People adapted in droves … in more affluent areas.
But damn, stuff has gotten expensive! The cost of running a business has increased prices immensely when they need to source an alternative electricity supply to just stay open.
As you say, large big users, are in for a lot of hurt if they cannot make a plan. The entire supply chain around them is at risk too. Some mines are going solar as fast as they can. So there are success stories.
But what is missed though, the less affluent areas, the small butchers, and other small to medium businesses that need electricity that is taking severe strain. They cannot afford, on their profits margins, to run a gennie. Those stats are maybe not as prominent as the rest.
The big picture is one thing. The picture on the ground shows it more starkly.
It’s aluminium production that really annoys me.
A foreign-owned company imports the raw materials, then uses mega amounts of power to process them, and then exports the resultant aluminium.
Then it repatriates its profits.
The public gets touchy about sending a measly few MW to a starving Zimbabwe. Meanwhile, they don’t realize the fat cats exporting aluminium are actually exporting MWh at a large scale.
Yup. That’s a topic that chaps my hide. Not just Zimbabwe. The peanut gallery on social media saying we should stop supplying our neighbours.

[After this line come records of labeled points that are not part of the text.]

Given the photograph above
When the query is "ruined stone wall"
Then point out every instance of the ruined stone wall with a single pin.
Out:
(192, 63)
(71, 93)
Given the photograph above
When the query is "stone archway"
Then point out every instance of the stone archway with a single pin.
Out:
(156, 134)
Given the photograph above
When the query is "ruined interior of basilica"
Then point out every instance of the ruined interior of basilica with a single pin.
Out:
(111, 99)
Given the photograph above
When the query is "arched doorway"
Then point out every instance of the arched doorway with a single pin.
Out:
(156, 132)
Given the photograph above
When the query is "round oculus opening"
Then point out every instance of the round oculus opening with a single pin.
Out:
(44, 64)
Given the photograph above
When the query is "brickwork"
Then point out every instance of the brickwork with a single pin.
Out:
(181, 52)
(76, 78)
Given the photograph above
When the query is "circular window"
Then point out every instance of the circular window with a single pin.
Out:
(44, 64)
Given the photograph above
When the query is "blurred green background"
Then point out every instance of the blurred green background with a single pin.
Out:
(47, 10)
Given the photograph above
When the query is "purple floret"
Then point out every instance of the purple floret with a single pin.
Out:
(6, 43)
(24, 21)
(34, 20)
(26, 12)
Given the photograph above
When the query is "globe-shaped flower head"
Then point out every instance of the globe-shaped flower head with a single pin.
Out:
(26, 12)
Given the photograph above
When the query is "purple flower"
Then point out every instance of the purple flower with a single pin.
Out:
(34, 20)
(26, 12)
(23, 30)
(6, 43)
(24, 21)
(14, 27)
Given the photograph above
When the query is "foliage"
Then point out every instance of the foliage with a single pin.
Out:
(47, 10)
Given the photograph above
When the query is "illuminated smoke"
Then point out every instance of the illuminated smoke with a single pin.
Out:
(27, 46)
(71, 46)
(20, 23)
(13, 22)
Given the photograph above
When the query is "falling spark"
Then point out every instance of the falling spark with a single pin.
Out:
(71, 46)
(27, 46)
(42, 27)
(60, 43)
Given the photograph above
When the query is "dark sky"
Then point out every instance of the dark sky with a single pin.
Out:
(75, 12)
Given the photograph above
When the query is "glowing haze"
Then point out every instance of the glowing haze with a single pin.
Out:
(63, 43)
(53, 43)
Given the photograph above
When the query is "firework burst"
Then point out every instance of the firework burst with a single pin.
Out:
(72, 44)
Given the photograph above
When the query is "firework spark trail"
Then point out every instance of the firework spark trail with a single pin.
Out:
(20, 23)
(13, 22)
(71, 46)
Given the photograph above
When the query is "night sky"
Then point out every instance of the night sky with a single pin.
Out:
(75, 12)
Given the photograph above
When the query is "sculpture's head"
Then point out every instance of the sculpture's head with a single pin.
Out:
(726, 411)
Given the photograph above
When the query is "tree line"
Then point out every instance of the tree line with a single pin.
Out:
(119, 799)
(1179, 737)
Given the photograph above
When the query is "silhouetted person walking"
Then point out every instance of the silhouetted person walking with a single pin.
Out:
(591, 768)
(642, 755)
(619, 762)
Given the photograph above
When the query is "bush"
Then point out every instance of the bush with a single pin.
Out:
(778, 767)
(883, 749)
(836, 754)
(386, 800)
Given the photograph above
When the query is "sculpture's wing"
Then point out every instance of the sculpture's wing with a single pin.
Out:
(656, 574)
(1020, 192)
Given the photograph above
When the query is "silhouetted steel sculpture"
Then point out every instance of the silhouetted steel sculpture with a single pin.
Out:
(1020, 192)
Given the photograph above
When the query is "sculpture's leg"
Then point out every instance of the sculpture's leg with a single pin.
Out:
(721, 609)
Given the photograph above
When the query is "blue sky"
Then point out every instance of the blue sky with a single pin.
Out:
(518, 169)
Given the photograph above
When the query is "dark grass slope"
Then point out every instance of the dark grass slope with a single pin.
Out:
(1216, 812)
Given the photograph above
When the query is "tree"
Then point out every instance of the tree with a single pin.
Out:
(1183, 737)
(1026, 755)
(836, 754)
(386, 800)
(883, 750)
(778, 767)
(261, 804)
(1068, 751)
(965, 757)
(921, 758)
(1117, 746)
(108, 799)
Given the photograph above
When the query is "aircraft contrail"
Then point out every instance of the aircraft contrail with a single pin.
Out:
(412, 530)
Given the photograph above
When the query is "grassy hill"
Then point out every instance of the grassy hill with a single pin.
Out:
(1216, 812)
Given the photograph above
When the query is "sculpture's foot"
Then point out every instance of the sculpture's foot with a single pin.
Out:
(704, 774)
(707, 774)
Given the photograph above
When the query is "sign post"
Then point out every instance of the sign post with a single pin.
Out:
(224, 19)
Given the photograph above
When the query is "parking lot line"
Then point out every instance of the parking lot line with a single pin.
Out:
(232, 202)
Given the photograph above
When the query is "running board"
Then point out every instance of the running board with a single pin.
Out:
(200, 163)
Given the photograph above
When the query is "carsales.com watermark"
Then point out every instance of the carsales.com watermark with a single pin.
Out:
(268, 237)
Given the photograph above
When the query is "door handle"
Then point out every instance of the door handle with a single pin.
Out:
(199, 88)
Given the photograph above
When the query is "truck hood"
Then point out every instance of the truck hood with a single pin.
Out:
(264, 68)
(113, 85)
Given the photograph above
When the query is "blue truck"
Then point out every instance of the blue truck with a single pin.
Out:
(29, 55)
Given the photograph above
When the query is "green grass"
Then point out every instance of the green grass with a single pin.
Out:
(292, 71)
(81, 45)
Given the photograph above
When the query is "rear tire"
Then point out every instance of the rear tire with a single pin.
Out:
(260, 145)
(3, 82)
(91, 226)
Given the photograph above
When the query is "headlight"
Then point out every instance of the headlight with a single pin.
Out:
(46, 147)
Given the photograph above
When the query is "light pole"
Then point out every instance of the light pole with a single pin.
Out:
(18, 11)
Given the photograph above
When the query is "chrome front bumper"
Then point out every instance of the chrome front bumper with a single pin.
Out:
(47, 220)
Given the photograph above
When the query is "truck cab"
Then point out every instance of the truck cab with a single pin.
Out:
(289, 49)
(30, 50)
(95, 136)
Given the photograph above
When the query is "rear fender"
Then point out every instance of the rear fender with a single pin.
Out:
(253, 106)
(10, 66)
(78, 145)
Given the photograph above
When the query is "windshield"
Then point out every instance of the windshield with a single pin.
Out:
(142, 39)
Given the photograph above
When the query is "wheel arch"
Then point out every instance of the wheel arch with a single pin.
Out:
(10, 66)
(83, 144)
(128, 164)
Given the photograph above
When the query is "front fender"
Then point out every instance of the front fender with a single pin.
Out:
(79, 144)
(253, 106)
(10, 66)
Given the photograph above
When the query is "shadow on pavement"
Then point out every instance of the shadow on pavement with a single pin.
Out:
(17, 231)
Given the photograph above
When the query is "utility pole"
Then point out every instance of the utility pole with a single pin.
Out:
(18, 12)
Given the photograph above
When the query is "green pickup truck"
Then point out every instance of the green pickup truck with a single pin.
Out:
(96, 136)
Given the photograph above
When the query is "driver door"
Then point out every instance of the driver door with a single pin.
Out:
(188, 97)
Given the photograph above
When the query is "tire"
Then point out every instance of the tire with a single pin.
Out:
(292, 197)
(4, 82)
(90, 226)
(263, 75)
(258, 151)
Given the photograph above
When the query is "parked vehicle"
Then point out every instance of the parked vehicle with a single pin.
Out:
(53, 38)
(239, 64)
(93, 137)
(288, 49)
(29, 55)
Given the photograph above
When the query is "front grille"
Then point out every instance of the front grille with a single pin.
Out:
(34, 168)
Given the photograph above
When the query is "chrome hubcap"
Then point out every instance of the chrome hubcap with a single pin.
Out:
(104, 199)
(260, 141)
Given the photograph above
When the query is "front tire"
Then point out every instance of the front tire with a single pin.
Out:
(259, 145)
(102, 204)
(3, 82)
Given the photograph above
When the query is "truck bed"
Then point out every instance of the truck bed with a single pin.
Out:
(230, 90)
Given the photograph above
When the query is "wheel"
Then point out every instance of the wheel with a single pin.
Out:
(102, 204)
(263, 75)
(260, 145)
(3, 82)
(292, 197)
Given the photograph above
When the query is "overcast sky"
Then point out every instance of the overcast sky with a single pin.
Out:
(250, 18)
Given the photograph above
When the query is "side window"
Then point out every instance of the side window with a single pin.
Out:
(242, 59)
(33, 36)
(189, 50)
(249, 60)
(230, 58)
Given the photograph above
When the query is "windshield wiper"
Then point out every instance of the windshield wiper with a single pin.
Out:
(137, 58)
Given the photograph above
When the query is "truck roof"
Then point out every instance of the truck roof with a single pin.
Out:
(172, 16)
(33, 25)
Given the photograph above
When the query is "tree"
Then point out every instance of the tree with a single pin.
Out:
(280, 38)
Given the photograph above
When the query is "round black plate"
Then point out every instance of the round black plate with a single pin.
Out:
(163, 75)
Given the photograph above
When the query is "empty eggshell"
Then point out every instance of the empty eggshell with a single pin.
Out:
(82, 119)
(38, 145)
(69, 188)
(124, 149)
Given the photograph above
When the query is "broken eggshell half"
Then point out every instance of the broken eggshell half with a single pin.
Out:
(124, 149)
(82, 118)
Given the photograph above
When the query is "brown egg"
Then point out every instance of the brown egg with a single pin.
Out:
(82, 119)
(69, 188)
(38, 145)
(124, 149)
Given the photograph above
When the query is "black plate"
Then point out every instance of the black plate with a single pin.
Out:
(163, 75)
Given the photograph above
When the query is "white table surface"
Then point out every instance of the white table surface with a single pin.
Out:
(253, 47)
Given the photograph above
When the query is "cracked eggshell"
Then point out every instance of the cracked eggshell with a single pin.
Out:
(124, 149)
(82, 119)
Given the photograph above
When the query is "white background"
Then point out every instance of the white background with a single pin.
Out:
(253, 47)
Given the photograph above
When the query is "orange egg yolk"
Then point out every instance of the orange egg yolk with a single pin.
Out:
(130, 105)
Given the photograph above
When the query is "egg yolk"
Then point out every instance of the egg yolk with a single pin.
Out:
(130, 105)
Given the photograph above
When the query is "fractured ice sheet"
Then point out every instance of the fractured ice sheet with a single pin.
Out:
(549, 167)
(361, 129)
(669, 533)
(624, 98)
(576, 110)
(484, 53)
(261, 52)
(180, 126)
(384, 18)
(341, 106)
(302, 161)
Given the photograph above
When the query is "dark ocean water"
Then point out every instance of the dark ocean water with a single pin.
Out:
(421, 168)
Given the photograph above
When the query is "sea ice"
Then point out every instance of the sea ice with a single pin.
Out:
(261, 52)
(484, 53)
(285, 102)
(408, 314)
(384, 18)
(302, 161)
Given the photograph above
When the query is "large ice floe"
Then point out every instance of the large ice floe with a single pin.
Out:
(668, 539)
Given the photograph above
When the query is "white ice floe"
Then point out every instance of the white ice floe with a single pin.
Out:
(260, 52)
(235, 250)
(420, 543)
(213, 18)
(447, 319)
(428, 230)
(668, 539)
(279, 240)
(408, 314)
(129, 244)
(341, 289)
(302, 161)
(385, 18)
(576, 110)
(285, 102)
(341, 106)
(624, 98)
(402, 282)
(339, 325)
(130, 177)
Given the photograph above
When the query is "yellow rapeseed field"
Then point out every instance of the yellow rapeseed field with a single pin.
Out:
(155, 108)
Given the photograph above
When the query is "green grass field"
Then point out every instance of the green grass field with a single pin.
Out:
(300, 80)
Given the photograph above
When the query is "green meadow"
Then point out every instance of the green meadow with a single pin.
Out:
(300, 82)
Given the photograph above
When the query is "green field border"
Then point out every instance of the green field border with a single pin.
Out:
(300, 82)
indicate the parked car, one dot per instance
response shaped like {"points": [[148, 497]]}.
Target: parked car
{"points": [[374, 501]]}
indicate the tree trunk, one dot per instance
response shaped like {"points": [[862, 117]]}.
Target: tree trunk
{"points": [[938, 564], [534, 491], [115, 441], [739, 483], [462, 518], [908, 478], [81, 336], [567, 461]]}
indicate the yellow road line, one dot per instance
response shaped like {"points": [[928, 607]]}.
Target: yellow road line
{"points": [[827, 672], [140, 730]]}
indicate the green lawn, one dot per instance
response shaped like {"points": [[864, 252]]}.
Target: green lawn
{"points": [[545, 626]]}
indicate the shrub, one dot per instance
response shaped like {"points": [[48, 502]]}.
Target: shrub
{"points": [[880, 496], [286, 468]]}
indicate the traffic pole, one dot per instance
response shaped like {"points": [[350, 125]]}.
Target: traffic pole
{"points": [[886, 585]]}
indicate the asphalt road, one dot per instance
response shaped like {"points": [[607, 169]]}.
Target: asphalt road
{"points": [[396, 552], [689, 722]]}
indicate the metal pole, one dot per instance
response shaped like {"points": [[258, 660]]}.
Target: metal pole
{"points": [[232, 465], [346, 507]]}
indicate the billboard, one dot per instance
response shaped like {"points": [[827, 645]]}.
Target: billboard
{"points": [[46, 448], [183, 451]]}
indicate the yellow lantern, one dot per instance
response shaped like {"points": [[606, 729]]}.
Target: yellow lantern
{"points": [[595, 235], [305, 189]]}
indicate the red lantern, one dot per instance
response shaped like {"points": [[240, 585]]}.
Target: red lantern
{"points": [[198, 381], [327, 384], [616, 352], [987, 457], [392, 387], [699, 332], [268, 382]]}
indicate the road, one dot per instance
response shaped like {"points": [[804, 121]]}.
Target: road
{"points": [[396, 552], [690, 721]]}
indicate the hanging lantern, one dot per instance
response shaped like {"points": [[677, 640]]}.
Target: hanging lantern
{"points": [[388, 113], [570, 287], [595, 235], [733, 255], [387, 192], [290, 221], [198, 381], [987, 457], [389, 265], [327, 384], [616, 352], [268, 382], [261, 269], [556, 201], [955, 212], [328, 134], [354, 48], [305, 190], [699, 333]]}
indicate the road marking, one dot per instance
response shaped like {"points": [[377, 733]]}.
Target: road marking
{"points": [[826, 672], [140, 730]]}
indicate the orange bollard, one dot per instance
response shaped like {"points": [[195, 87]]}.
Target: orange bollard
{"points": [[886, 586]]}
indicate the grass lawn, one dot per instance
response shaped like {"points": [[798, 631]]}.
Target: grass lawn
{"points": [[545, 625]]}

Ahem… if I may address such people. What you are suggesting is that we should withdraw from SAPP, the Southern African Power Pool. If we do that, we lose access to imports from other countries. While the average civilian is only thinking of Zimbabwe and maybe Namibia, they forget that Botswana has upped their capacity significantly (and we sometimes import from them), Zambia has hydro and we import from there (when it rains), We have the huge Cahora Bassa scheme that we benefit off of… but some people would rather that we lose all that just to screw over Zimbabwe, a place that asks for less than 1% of our power, and a place where those same people have never actually been to…
Then they get all huffy about Namibia, who has 2.2 million people (vs 60 this side) and has an non-industrialised economy the size of maybe Soweto… and where only about 50% of the people even have access to electricity…
After that rant, I should probably pause briefly and then say 'k bye!
I get the feeling some Municipalities might need to start absorbing some of that 32% in their tariffs to consumers, if municipalities add the whole 32% on top of their current margins its going to be very interesting.